Barbie and William met as volunteers in their 20s at Hugh O’Brian Youth Leadership, an organization they still volunteer with today. She immediately knew she was going to marry William, and four months later she did.
It might’ve been love at first sight — nothing wrong with that! — but Barbie says her favorite thing about William is his wisdom.
“He has, obviously, book smarts, but he’s probably one of the smartest men I know when it comes to life,” she says.
“You talk to anybody and they’ll say you won’t find a finer person to be in the trenches with. And I have seen him work in the trenches with our family. And when I need sage advice — and sometimes when I don’t — he gives it out of abundance and a soft heart. That’s where you get me. The soft heart always wins.”
For William, it’s Barbie’s giving spirit that he loves most.
“She’s a giver — sometimes to a fault. Whether it’s the kids, me, family, social group, team member, she makes time for everyone who asks — often to her own detriment.”
The Bassetts’ third child, Lilly Faith, was born in 2008. All three kids are named after hymns: Gracie, whose full name is Ashley Grace, references “Amazing Grace”; Will’s middle name is Christian, a reference to “I’ll Tell the World I’m a Christian”; and Lilly Faith references “Have Faith in God.”
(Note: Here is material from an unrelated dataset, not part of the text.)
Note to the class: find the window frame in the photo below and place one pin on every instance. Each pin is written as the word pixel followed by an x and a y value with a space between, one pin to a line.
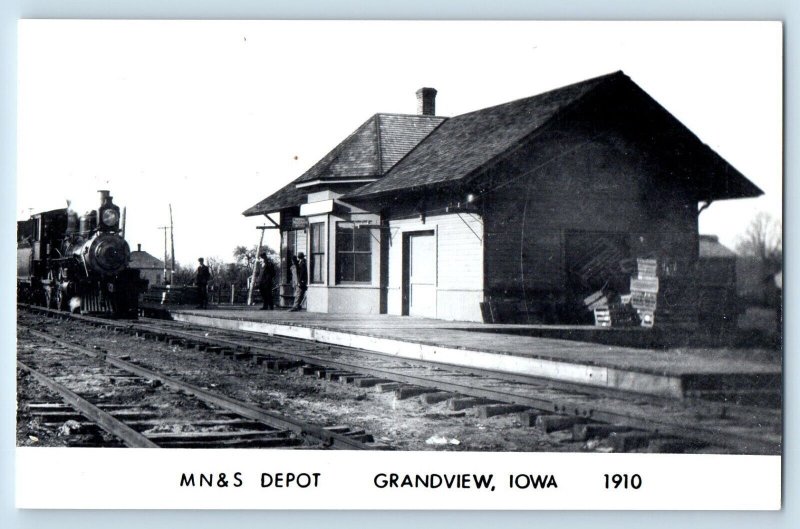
pixel 316 254
pixel 342 229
Gracie and Will are teenagers — and Lilly Faith thinks she is, William adds. Gracie is driving.
“It’s a fun age,” Barbie says of the kids, whom she affectionately dubs “the Bassett hounds” on social media. “People talk about their teenage kids being difficult, but it’s nothing bad, for the most part. I think this is the most fun stage because they all have their different personalities.”
Also, “the teenage years are when you make your memories with your parents,” she says. That’s why she stepped down from full-time work at WLBT in 2013. She now fills in at the station when convenient. She and William homeschool the kids, and he spends most of the rest of his time at the family’s rental properties or tree farm.
For fun, Barbie and William listen to ’80s music. In 2017, they went to see any ’80s band they could “within driving distance,” William says. He often tries to stump her and the kids on artists and songs in the car. Their favorite ’80s concert experience? Journey.
In the eye of the storm
In addition to family, Barbie juggles many endeavors: She’s doing social commerce for a biotech company; she’s starting an online clothing boutique called Cloud 9 (get it?); she’s working on her third book; she speaks at conferences and churches; and at her own church home, Colonial Heights Baptist in Ridgeland, she sings on the praise team and takes care of 2-year-olds.
Much of what she speaks and writes on, of course, is the weather — external and internal. Her book, set to release in 2020, is likely to be called “In the Eye of the Storm.”
“Storms really come to show you what’s next. They come to show God’s presence in your life. Most people see the eye of the storm as the scariest part, but it’s the calmest part. So if you can stay in the eye of the storm, where His mercy and grace reside, you can make it through anything,” she says.
“And storms come to prove we’re legit … Sometimes you don’t know the David in you till Goliath comes.”
A lot has happened since Barbie and William appeared on the cover of Jackson Christian Family in 2004. A child lost. Both of William’s parents “gone on to their eternal healing,” Barbie says. Numerous challenges, big and small.
“(But) if you can just stay there (in the eye of the storm) and not focus on the swirling — because that’s what Satan wants — if you can remain at peace and resolve and stay focused on God’s grace and mercy, you can weather any storm. Because really that’s our whole purpose is to prove how good God is.”